Another example is the European Court of Justice. The noble Lord, Lord Callanan, said, “We will end the jurisdiction of the ECJ”—not even the usual formula of “direct jurisdiction”. As my noble friend Lord Campbell of Pittenweem and the noble Lord, Lord Hannay, pointed out, this is fiction. We will be subject to a lot of ECJ case law. As the noble and learned Lord, Lord Hope, pointed out, the ECJ will interpret the common rulebook. He made a persuasive case for the Supreme Court to continue to be able to refer.

As my noble friend Lord Wallace pointed out, where the UK participates in an EU agency:

“The UK will respect the remit of the ECJ”.

That is the wording of the White Paper. We will be in about 15 agencies in the security field—and about 60 altogether, said my noble friend Lord Newby. So we have just smoke and mirrors here.

As for the assertion that we will be taking back control of our laws and reclaiming UK sovereignty—having domestic regulatory freedom, said the Minister—in fact we will be implementing the EU’s rulebook. The word “common” is a fig leaf. If Parliament refuses to implement it, we will face the withdrawal of trade access. It is a sham, as the noble Lord, Lord Hannay, said, and it will unravel, as the noble Lord, Lord Ricketts, said.

There are other examples that I do not have time to explore, including fisheries and financial services. A large motivating factor in Brexit is recognised to be mistrust of politicians and the elite—which, despite their protestations to the contrary, very much includes Brexiteers—and their failure to tell the truth about the reality of trade-offs. The White Paper will just compound the problem.

I hope that the Prime Minister can explain the double standards to the people in the north-east, where Jacob Rees-Mogg is feathering his own nest with licences in Dublin while telling ordinary people that they will have to wait 50 years for the benefits of Brexit. That is not a good look. Did the Prime Minister tell the people in the north-east about the accurate forecast of one of her predecessors this weekend—John Major—who said that those who have least will be hurt most?

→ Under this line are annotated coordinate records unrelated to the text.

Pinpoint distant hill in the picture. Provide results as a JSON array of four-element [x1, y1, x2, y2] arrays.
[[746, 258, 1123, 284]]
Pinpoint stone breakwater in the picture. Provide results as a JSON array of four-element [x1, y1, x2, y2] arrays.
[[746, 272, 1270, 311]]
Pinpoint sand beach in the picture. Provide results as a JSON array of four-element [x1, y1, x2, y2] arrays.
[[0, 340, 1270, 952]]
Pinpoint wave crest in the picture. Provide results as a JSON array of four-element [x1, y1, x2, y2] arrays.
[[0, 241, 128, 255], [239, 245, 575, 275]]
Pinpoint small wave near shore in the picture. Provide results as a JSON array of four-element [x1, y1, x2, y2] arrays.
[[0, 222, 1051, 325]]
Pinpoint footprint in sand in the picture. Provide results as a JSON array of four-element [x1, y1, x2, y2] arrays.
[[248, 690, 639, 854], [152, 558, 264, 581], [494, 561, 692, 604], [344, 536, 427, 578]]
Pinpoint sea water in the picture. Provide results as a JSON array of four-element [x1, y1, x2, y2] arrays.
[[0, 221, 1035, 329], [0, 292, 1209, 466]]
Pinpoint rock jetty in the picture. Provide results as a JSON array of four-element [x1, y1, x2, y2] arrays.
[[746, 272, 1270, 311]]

Boris Johnson made one other pertinent remark last week when he said:

“It is absolute nonsense to imagine, as I fear some of my colleagues do, that we can somehow afford to make a botched treaty now, and then break and reset the bone later on”.—[Official Report, Commons, 18/7/18; col. 450.]


That is precisely where the Government are headed on the political declaration on the future relationship that will be appended to the withdrawal agreement. If that consists of only vague principles and nebulous aims, as looks likely, it will amount to jumping off a cliff without ensuring that a safety net awaits at the bottom. We need a political declaration that is comprehensive, detailed and unambiguous about rights and obligations.

Finally, many noble Lords have tonight backed a people’s vote on the deal. There is a very encouraging trend of increased support. The people must have an option to remain—and, instead of Brexit, we need a new fairness deal for Britain and a national discussion on our identities and feelings, grievances or otherwise, in order to heal this country.